つまり、調べた情報から「次の打ち手」を見つけられなければ、リサーチはしなかったに等しいわけで、仮説をリサーチで検証するから効果的と思われる「次の打ち手」が見えてくるのです。
・伝説のコピーライターとして知られるデイヴィッド・オグルヴィ氏・・・クリエイティブ部門の人の多くは「リサーチに対してアレルギー反応を起こしがち」・・・一方で「しかし私の経験では、これは実際とは反対だ」とも述べているのです(p31)
まず最初に仮説ありきで、仮説に基づいてリサーチしたり、同僚やお客様やお店の人に聞いたりしていきます。このように仮説をリサーチで検証し、ブラッシュアップまたは方向転換して、プロトタイプを作っては、また検証していくのです。
この大元となる仮説をいかに引き出すのか、というのが壁が大きいように感じました。仮説を立てることができるということは、それだけ情報を持っていなくてはいけないし、日頃から問題意識を持っていないと難しいのではないかと思うのです。本書では「なんとなく」の感覚で仮説を出すと表現していますが、仮説の難しさを表現しているということなのでしょう。
著者は新商品開発を開発するときには、競合商品も含めた消費の本質的な価値を探り、仮説を立てるために、会社の従業員や関係者に対面で聞き取り調査をしているという。壁を破るためにはできるだけ多くの情報が必要ということなのでしょう。
・「なんとなくの感覚」で「ターゲット」「セールスポイント」の「仮説」を出す(p67)

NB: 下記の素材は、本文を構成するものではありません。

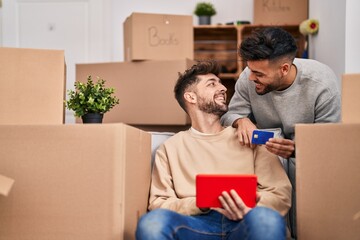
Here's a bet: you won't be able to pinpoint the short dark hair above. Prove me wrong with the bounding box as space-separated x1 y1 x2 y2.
239 27 297 61
174 60 220 112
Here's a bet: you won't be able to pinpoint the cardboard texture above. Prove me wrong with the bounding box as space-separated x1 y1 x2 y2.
0 174 14 196
295 124 360 240
76 59 194 125
123 12 194 61
0 123 151 240
341 74 360 123
0 48 65 124
254 0 309 25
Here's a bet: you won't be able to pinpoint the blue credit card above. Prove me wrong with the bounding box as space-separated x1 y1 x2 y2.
251 130 274 144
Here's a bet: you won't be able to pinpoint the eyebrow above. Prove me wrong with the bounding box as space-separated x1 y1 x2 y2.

商品開発リサーチでいっぱいいっぱいになって、4章以降の市場分析、顧客分析、競合分析は流して読んでしまいました。この本を読んで商品開発は、どんな天才でも、最初からヒット商品を作れるわけではなく、テストをしてみてその結果を見ながら軌道修正していることがわかりました。テストを何度も繰り返すことで天才になれるのです。

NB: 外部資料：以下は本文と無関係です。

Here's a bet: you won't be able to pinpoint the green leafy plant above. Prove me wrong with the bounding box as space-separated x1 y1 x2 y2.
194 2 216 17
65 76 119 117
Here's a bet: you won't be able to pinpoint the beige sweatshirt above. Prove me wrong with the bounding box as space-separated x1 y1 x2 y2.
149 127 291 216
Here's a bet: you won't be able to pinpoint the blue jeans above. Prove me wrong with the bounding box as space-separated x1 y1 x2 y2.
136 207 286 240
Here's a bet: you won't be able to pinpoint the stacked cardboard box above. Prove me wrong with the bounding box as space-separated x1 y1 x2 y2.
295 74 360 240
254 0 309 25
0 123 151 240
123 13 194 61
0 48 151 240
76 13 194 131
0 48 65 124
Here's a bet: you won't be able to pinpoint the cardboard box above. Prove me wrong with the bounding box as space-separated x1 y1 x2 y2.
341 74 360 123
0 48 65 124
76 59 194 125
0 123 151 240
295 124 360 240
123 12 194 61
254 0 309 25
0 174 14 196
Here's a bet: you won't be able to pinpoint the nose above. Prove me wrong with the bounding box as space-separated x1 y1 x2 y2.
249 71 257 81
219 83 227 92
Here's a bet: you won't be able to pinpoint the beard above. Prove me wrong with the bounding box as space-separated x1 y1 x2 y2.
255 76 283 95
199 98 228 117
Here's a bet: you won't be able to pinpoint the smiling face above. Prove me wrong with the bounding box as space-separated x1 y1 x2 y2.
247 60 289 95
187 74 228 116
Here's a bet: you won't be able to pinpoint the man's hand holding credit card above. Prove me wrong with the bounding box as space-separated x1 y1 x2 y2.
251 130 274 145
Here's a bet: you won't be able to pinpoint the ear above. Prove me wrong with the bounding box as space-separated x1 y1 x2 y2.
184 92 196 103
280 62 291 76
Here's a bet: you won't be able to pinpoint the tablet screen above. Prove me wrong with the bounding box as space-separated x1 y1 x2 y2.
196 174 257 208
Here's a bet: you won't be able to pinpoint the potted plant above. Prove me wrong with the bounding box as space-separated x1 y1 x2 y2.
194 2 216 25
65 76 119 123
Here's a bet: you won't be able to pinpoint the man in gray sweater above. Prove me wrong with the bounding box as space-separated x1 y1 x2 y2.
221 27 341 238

電通の仕事のやり方を知りたい方には、ぴったりの一冊ではないでしょうか。成果を求められる商品開発の大変さも伝わってきました。阿佐美さん、良い本をありがとうございました。
この本で私が共感した名言
・YouTubeは、当初は動画を使った出会い系サイトとしてサービスを開始・・・リサーチ結果から、YouTubeは「セールスポイント」を出会い系サイトではなく「動画共有サイト」に特化させるべく方向転換します(p35)
・デイヴィッド・オグルヴィ氏も、すべてをリサーチでテストせよという趣旨の言葉を残しています(p129)

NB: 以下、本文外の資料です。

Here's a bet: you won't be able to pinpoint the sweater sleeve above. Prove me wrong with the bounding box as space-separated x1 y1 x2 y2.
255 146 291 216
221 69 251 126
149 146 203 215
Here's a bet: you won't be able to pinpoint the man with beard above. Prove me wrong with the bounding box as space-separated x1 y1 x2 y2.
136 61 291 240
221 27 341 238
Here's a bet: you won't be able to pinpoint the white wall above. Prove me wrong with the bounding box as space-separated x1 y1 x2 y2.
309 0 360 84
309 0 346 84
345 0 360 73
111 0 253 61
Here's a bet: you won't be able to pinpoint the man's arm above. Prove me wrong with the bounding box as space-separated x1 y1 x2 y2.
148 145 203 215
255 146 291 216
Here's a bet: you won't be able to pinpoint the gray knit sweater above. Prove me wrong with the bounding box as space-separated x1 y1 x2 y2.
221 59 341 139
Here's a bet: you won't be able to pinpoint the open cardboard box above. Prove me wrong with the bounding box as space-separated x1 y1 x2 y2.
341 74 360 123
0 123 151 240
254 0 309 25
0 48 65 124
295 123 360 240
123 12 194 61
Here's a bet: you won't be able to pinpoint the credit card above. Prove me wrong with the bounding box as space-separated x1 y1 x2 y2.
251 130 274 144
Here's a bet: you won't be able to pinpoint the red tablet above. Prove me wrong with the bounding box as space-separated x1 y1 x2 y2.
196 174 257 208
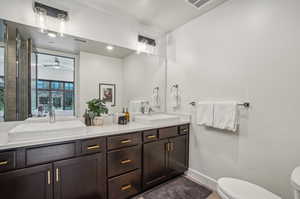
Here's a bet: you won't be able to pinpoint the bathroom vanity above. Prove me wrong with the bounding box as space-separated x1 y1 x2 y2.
0 123 189 199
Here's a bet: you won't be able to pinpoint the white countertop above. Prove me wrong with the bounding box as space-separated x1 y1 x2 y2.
0 119 190 150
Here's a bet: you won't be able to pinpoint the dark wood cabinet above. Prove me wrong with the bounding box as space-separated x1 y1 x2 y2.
143 127 189 190
168 136 188 176
0 124 189 199
54 153 106 199
0 164 53 199
143 140 168 189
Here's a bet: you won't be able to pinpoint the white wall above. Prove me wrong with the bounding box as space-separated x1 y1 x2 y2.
167 0 300 199
123 53 166 111
0 0 160 49
77 52 123 116
38 66 74 82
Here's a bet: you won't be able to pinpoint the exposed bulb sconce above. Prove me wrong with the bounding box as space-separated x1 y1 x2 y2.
33 2 69 36
106 45 115 51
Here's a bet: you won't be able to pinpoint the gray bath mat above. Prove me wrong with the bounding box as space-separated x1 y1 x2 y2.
132 177 212 199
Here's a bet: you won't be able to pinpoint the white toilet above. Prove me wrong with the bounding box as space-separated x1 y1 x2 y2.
217 178 280 199
291 167 300 199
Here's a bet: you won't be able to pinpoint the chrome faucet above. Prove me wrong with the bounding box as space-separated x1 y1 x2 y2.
141 101 153 115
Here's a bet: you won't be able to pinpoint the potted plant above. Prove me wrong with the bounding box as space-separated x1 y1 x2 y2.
87 99 108 126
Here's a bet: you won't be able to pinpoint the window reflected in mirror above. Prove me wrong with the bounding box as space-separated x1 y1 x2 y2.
32 53 75 116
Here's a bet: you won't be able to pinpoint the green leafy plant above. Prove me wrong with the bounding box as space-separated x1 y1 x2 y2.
87 99 108 116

・ファネル転換率を分析し、ボトルネックを見つけていく・・例えば、「商品の認知率が5%→1回は購入してくれた使用経験者が1%→リピート購入者が0.8%(p273)
【私の評価】★★★★☆(83点)
目次
第1章 売れない商品は「ターゲット」「セールスポイント」がズレている
第2章 「ターゲット」「セールスポイント」を絞り込む3つのステップ
第3章 リサーチの実践1 アイデアを形にして検証するリサーチ
第4章 リサーチの実践2 ヒットをつくる「市場分析」
第5章 リサーチの実践3 ヒットをつくる「顧客分析」
第6章 リサーチの実践4 ヒットをつくる「競合分析」
第7章 リサーチの実践5 ヒットをつくる「自社分析」
第8章 リサーチの実践6 売り続けるためのリサーチ
第9章 リサーチにつまずいたら読む章
著者経歴
阿佐見 綾香 (あさみ あやか)・・・株式会社電通 第2統合ソリューション局マーケティングプランニング部 戦略プランナー。早稲田大学卒業後、2009 年株式会社電通入社。以来、戦略プランナー。電通のマーケティング部門にて、新入社員教育プログラムの1つ「マーケティング・リサーチ研修」を毎年担当。さらに、業界初の女性マーケティング専門チームGIRL'S GOOD LAB(旧・電通ギャルラボ)に参画。電通ダイバーシティ・ラボに参画し、「LGBT ユニット」のリーダーとして、日本のLGBTQ+ の課題と、LGBTQ+を中心に広がる消費に関する日本唯一(2012 年、2015年当時)の大規模なLGBTQ+調査を実施。